YouTube - Eye-lash viper - Serpent - BBC Animals

(The saw scale is on at approx 2:30)


----------



## chondro13 (Aug 18, 2008)

Yes


----------



## kenneally1 (Feb 17, 2009)

chondro13 said:


> Yes


that made me giggle:2thumb:


----------



## PDR (Nov 27, 2008)

Yes,

We have about a 150 of them here at the moment.


----------



## southwest vipers (Jun 29, 2008)

Here's some that I own/owned.
Echis occelatus.








echis coloratus.








echis sochureki.








Sorry for the pic. quality.


----------



## nitro (Dec 8, 2009)

PDR said:


> Yes,
> 
> We have about a 150 of them here at the moment.

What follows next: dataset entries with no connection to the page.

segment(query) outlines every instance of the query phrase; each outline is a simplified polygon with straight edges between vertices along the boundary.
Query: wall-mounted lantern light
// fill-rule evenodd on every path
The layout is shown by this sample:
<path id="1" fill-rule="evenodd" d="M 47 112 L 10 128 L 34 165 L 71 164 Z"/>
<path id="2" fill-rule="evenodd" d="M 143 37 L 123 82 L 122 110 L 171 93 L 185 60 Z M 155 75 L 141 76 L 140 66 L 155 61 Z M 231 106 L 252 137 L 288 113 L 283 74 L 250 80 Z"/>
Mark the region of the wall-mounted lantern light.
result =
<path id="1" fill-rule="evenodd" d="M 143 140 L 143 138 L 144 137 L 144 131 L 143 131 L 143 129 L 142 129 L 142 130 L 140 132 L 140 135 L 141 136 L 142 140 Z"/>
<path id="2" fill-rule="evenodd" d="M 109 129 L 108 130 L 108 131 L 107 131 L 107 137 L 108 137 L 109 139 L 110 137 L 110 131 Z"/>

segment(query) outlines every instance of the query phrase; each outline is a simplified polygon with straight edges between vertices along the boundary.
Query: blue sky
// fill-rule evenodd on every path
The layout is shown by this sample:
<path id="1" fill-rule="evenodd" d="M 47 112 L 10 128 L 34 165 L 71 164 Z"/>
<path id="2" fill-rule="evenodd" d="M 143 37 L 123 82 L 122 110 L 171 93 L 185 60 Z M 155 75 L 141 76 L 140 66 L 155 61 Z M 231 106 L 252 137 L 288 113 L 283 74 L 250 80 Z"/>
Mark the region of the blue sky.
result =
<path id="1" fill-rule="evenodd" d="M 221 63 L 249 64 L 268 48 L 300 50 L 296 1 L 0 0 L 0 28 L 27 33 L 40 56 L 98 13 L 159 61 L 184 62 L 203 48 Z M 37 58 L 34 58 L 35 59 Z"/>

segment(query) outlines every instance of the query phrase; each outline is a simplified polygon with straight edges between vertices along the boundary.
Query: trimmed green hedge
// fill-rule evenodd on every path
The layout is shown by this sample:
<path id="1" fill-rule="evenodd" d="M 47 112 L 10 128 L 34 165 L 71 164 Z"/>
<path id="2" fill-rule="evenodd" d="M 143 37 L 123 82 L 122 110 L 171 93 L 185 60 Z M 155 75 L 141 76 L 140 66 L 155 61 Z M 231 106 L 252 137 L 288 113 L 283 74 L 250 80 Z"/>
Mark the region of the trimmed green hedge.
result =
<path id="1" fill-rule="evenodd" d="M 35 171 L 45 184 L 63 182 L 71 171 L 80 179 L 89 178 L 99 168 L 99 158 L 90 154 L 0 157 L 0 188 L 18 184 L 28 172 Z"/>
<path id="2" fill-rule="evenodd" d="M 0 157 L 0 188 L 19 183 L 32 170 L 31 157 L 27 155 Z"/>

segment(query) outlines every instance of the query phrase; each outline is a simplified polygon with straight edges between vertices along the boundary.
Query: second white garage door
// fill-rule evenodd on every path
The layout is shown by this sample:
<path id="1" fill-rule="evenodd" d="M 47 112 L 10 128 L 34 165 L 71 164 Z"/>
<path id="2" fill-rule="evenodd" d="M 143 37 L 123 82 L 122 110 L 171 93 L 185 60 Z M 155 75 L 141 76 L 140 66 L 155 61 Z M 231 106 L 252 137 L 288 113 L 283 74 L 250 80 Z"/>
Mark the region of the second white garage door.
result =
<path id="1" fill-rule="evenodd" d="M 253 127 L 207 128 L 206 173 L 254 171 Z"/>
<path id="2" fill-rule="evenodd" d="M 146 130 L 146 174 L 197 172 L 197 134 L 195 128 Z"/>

:gasp: thats a few damn snakes lol, i find that clip amazing though how fast they are, you would have no chance if you didnt know what you were doing, i thought my ball was fast lol but then all i'd get would be a bruise


----------



## leecb0 (Apr 14, 2009)

southwest vipers said:


> Here's some that I own/owned.
> Echis occelatus.
> image
> echis coloratus.
> ...


I love Echis:notworthy:
but what i want to know if you were to find/breed a scaleless saw scale viper would it be called a sore scale viper????


----------



## chondro13 (Aug 18, 2008)

PDR said:


> Yes,
> 
> We have about a 150 of them here at the moment.



:shock:

One of my all time favourite snakes... but damn.... :eek4:


----------



## nitro (Dec 8, 2009)

southwest vipers said:


> Here's some that I own/owned.
> Echis occelatus.
> image
> echis coloratus.
> ...


beautiful snakes mate


----------



## leecb0 (Apr 14, 2009)

PDR said:


> Yes,
> 
> We have about a 150 of them here at the moment.


Just a quick question Paul would i be right in assuming that you have so many due to the veriations in the make up of the venom due to there vast geographic range and do you keep all Sp and sub sp?


----------



## rogersspider2007 (Apr 2, 2007)

this is 1 that i own


----------